Ardent defenders of the holiday soon raised up arms and took to the media barricades. Foremost among them was talk-show host and "moralist" Bill O'Reilly, who characterized himself as a lonely defender of the faith. While sticking up for the public display of Christmas on his nationally syndicated radio show, the "no-spin" O'Reilly suggested to a Jewish caller offended by such public celebrations, "you gotta go to Israel then." After all, O'Reilly opined, "overwhelmingly, America is Christian." He went on to state that the caller's concerns were "an affront to the majority." In a recent column (New York Daily News, December 13, 2004) O'Reilly alleged that the attack upon Christmas was but a front in a larger war by secularists bent on undermining the Judeo-Christian foundation of America and replacing it with a "secular utopia" (to use Falwell's phrase) condoning gay marriage, drug legalization, and euthanasia.
Those persuaded by O'Reilly and his ilk might believe that America is teeming
with marauding secularists bent on destroying any and all public display of
Christmas or Christian faith. They may worry that these godless Grinches are
plotting to tear up nativity scenes in front of churches, disrupt midnight Mass,
or barge into the homes of private citizens to take away Christmas trees and
A more skeptical person might point out that much of the evidence of the "conspiracy" against Christmas was misinterpreted or simply manufactured. She may consider that the "controversial" decision by Macy's to replace "Merry Christmas" with "Happy Holidays" merely represents a prudent business resolution acknowledging that not all of their holiday shoppers are Christian -- that is, unless Christmas is no longer simply a religious holiday in America.
Despite the persistent assertions that the United States of America is a "Christian nation" (or "Judeo-Christian nation"), America is not a Christian state. It is -- references to God on our currency notwithstanding -- a secular state. The Constitution mentions neither Christianity nor God, and the First Amendment expressly forbids the establishment of religion by the government. Making Christmas a national holiday cannot, therefore, amount to the creation of a religious holiday, nor can it be construed as a governmental endorsement of Christianity.
In a case involving the display of a nativity scene on public land, the Supreme Court argued that Christmas, as a national holiday, has a clear "secular purpose." The same holds true with references to "God" in the Pledge of Allegiance and on our currency. In the recent decision regarding the Pledge, Chief Justice Rehnquist asserted that the phrase "under God" is "a declaration of belief in allegiance and loyalty to the United States flag and the Republic that it represents. The phrase 'under God' is in no sense a prayer, nor an endorsement of any religion .... Reciting the Pledge, or listening to others recite it, is a patriotic exercise, not a religious one; participants promise fidelity to our flag and our Nation, not to any particular God, faith, or church."

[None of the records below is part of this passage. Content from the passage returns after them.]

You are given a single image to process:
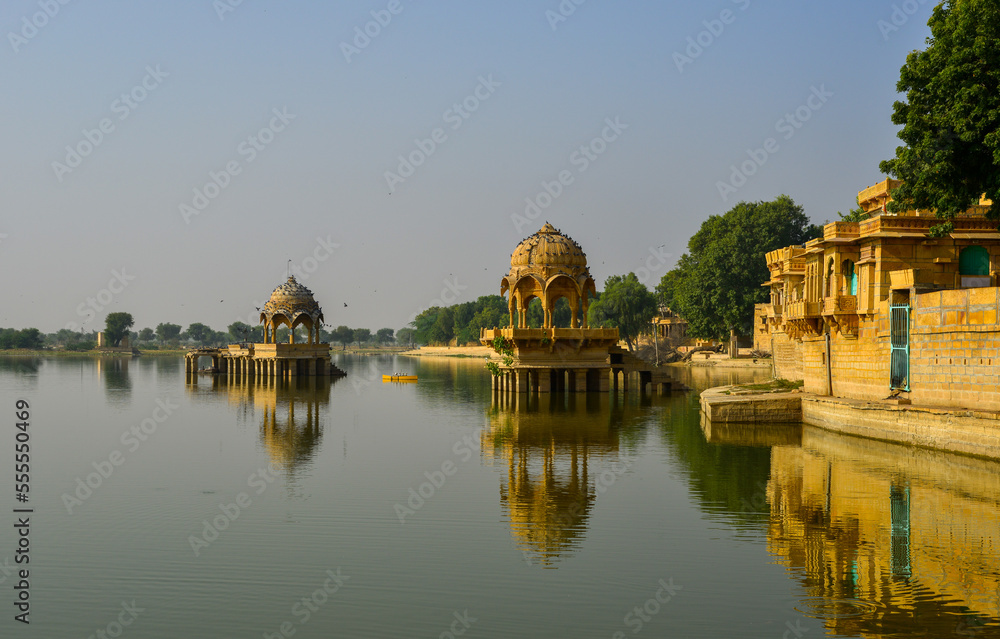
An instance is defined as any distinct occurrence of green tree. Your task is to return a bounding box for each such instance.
[332,325,354,350]
[879,0,1000,236]
[186,322,212,344]
[657,195,823,339]
[156,323,181,344]
[354,328,372,348]
[428,306,455,344]
[587,273,656,351]
[104,312,135,346]
[396,326,417,345]
[226,322,264,342]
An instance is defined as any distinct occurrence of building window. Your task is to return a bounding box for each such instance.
[958,246,991,288]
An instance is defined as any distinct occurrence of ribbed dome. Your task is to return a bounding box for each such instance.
[510,222,587,268]
[262,275,322,317]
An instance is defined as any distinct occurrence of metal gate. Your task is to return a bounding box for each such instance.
[889,303,910,391]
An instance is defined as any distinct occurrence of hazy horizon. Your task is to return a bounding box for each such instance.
[0,0,933,333]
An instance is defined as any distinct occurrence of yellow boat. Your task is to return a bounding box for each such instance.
[382,375,417,382]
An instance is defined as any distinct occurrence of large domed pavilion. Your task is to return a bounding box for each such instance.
[500,222,597,328]
[260,275,323,344]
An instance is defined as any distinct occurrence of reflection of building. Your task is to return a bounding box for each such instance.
[754,180,1000,410]
[188,377,336,473]
[482,394,624,566]
[185,276,343,378]
[94,357,132,397]
[767,426,1000,637]
[480,223,670,393]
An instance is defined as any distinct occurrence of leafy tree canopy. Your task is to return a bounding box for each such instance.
[156,323,181,342]
[657,195,823,339]
[587,273,657,351]
[879,0,1000,236]
[104,313,135,346]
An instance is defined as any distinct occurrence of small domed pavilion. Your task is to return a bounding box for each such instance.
[185,276,344,378]
[479,222,670,393]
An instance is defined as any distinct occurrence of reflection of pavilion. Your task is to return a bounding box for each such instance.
[188,377,336,474]
[482,395,621,566]
[184,276,343,378]
[767,426,1000,637]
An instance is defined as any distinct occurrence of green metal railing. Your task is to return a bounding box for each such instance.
[889,303,910,391]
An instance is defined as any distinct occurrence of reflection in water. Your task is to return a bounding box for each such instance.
[768,426,1000,637]
[187,376,340,477]
[94,357,132,404]
[0,356,42,378]
[482,393,629,567]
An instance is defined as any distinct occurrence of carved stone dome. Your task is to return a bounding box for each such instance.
[500,222,597,328]
[261,275,323,323]
[510,222,587,268]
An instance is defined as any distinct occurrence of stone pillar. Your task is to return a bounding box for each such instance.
[535,368,552,393]
[515,368,531,393]
[597,372,611,393]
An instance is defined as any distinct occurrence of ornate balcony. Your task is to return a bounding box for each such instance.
[823,295,858,315]
[785,300,820,320]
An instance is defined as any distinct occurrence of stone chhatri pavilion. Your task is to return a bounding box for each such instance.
[185,276,343,378]
[480,222,670,393]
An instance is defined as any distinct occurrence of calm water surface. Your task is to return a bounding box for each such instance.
[0,356,1000,639]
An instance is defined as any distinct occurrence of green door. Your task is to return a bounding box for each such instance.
[958,246,990,275]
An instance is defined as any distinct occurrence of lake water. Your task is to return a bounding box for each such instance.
[0,355,1000,639]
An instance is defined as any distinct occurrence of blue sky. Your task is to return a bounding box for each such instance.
[0,0,933,332]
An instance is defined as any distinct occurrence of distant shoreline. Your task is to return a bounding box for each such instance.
[399,346,493,357]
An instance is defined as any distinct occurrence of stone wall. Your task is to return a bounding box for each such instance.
[767,333,805,382]
[910,287,1000,410]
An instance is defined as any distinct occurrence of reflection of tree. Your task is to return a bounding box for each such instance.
[0,357,42,375]
[768,427,1000,637]
[482,394,644,566]
[96,357,132,400]
[660,393,771,530]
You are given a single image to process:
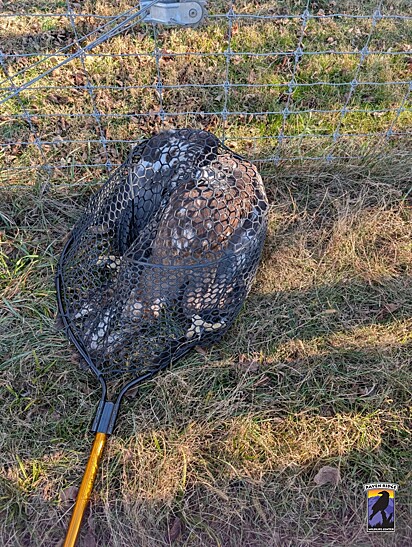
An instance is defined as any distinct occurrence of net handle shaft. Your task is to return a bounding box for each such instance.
[63,432,107,547]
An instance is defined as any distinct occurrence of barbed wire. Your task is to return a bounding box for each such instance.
[0,0,412,186]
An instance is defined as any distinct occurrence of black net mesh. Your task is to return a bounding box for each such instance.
[61,129,268,377]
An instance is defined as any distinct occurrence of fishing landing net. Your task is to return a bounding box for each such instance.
[57,129,268,545]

That is, when we say the word "God," we do not really mean it -- a sentiment that ought to give the committed monotheist pause, for the Chief Justice's statement amounts to a fairly good working definition of idolatry. So the Christian concerned with the religious meaning of Christmas must look upon its establishment as a national holiday -- or the Constitution -- with suspicion. In short, the best way to de-Christianize Christmas is to grant it government sanction.
One has good reason to be suspicious about this controversy. Apparently Falwell and O'Reilly deem home and church insufficient for Christmas celebrations; Christmas and Christian religion (as they understand it) must be allowed to be proclaimed in the public schools and in the shopping malls, as well. Might this reveal the desire to promote a particular faith, not merely publicly (in churches, on lawns, and so forth), but politically, by means of state resources and power?
Or perhaps the desire for governmental sanction of a particular religious occasion betrays a lack of faith in those non-political institutions of church and home, and a conviction that the state must be enlisted to help preserve, protect, and promote religious observance. For conservatives -- usually suspicious of the power of the state to intrude into the private lives of its citizens -- this would certainly be a surprising position to take.
Jerome Eric Copulsky is Assistant Professor and Director of the Judaic Studies Program at Virginia Tech.